Government contractors that continue to ignore their OFCCP compliance obligations hoping they will not be audited are playing a game where the odds of losing have increased dramatically, as have the financial and public relations consequences.  All government contractors should review their practices and policies to ensure compliance, and consult with experts to ensure they are aware of the latest developments and enforcement trends in order to avoid being part of OFCCP’s recovery tally for FY20.

OFCCP Proposes Changes to the Self-Identification of Disability Form

On October 3, 2019 OFCCP submitted a request to the Office of Management and Budget for approval of proposed changes to its Voluntary Self-Identification of Disability Form.  OFCCP explained that it had proposed the changes “in an effort to increase the response rate on the form.”

The proposed changes include:

  • Removing the reasonable accommodation notice;
  • Expanding the language under the “Why are you being asked to complete this form” section;
  • Revising and alphabetizing the disability example list, including:
    • Adding autoimmune disorders, depression/anxiety, cardiovascular/heart disease, and gastrointestinal disorders to the list;
    • Adding broad categories of disability, such as “psychiatric conditions”, to consolidate previously individually listed disabilities like bipolar disorder and major depression.
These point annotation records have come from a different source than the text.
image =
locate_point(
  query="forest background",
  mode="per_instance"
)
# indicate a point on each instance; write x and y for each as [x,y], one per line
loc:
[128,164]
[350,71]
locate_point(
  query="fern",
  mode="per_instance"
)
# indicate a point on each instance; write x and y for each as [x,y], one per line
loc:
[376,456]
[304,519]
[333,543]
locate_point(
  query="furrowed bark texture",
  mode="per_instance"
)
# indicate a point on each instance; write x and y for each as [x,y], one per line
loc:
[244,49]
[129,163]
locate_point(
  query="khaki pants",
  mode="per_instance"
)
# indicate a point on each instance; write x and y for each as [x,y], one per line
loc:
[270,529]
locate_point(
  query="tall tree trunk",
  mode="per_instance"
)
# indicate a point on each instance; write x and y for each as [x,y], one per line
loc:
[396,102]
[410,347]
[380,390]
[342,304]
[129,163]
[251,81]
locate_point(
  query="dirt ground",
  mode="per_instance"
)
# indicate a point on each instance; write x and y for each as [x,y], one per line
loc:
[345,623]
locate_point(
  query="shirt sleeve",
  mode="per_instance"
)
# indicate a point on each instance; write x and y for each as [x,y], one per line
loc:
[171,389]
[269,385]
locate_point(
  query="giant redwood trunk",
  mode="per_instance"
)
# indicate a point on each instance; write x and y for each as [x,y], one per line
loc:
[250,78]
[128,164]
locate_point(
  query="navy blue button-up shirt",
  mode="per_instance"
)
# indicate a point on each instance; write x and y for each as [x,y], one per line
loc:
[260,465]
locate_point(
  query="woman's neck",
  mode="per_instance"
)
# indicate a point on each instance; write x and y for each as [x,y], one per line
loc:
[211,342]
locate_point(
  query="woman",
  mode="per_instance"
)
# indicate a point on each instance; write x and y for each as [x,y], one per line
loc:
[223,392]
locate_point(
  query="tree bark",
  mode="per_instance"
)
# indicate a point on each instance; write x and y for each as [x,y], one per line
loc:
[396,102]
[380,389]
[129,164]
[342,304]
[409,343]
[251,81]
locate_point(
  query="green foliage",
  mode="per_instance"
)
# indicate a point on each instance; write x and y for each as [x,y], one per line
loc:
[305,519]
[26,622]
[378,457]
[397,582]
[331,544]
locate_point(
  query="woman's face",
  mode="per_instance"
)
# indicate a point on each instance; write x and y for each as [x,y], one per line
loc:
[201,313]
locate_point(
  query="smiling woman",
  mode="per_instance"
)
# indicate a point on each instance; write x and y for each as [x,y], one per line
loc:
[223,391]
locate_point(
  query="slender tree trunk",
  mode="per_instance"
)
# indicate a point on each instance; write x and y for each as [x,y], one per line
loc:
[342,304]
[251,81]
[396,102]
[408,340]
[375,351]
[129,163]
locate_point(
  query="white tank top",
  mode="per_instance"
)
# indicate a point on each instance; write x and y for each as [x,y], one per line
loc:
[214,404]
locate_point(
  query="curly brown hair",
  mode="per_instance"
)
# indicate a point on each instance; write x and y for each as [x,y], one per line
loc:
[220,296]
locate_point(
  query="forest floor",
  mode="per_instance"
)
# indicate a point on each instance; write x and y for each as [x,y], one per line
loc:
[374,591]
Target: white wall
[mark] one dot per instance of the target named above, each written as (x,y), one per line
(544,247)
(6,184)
OFCCP explains that it removed the reasonable accommodation notice because it was “not necessary to the information collection and created confusion among applicants and employees who thought that completing the form automatically referred them for a reasonable accommodation.” OFCCP described its other changes to the form as “softening the tone…to make the language more positive.”

The proposed voluntary self-identification form can be found here. The current disability self-identification form, which does not expire until January 2020, can be found here. Contractors may submit comments on the proposed changes through December 2, 2019.

Contractors have continually struggled with low response rates to disability self-identification forms, so any effort to encourage higher response rates is welcome.  Even so, it is hard to see how these modest changes will, on their own, have much of an impact on response rates.